An intelligible form in philosophy refers to a form that can be apprehended by the intellect.  According to Ancient and Medieval philosophers, the intelligible forms are the things by which we understand. These are genera and species, insofar as genera or species such as "animal", "man" or "horse" are not found in sensible nature, except as individual man or horse.

Aristotle

The concept of the form as being what makes knowledge possible dates back to the time of Socrates. Aristotle is credited with making the distinction that led to the idea of the intelligible form. He argued that the mind is divided into the active and passive intellect, where the passive intellect receives the forms of things in order to be known, and the active intellect then turns possible knowledge into knowledge in act.

Plotinus
According to Plotinus, the power of the Demiurge (the 'craftsman' of the cosmos) is derived from the power of thought.
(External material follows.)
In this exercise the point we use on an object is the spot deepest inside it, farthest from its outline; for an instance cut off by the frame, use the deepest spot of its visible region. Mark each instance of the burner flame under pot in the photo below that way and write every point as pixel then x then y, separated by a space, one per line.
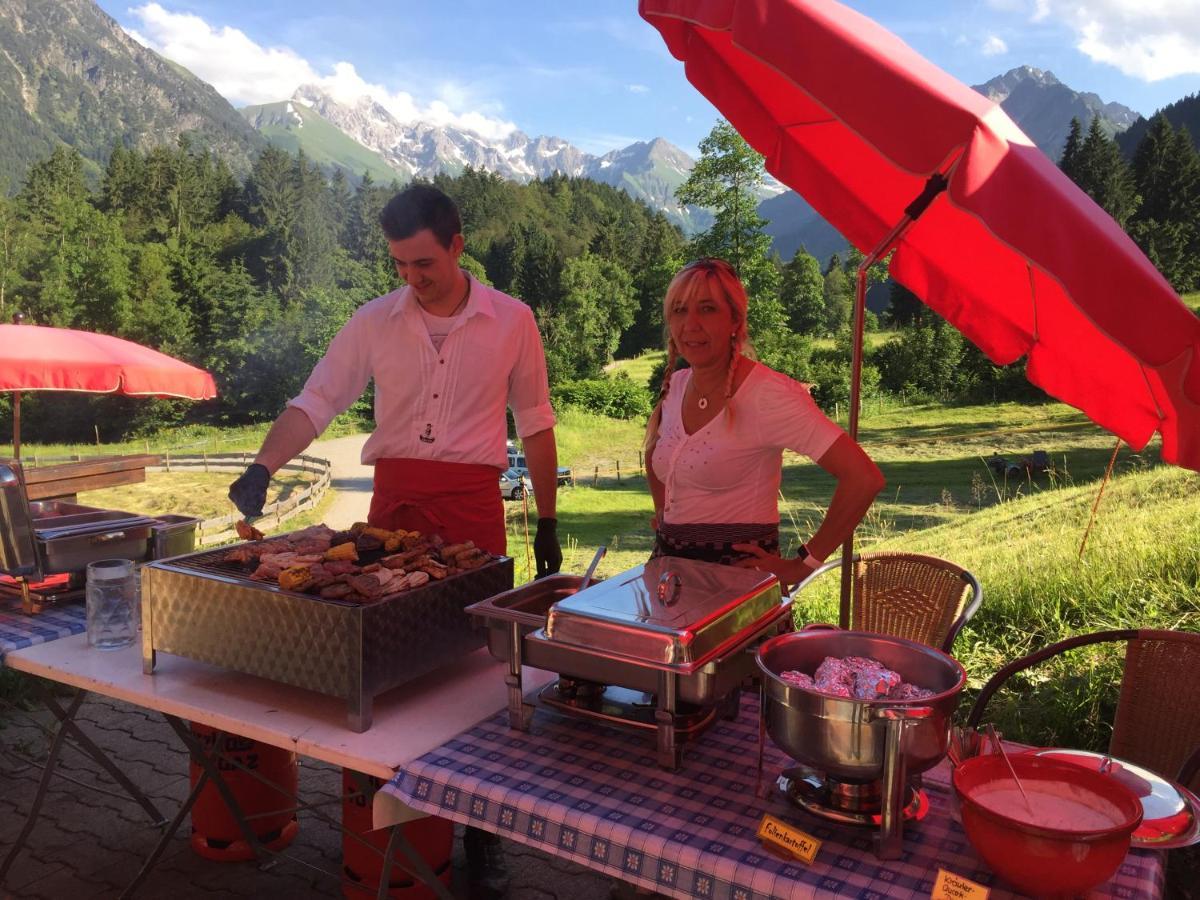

When the demiurge creates, he governs the purely passive nature of matter by imposing a sensible form, which is an image of the intelligible forms contained as thoughts within the mind of the Demiurge, upon the pure passivity of matter. The form establishes its existence in the sensible realm merely through the thought of the Demiurge, which is nous.

Aquinas
In chapter 81 of the Compendium Theologiae, Saint Thomas Aquinas states that "the higher an intellectual substance is in perfection, the more universal are the intelligible forms it possesses. Of all the intellectual substances, consequently, the human intellect, which we have called possible, has forms of the least universality. This is the reason it receives its intelligible forms from sensible things." He further states that "a form must have some proportion to the potency which receives it. Therefore, since of all intellectual substances man’s possible intellect is found to be the closest to corporeal matter, its intelligible forms must, likewise, be most closely allied to material things.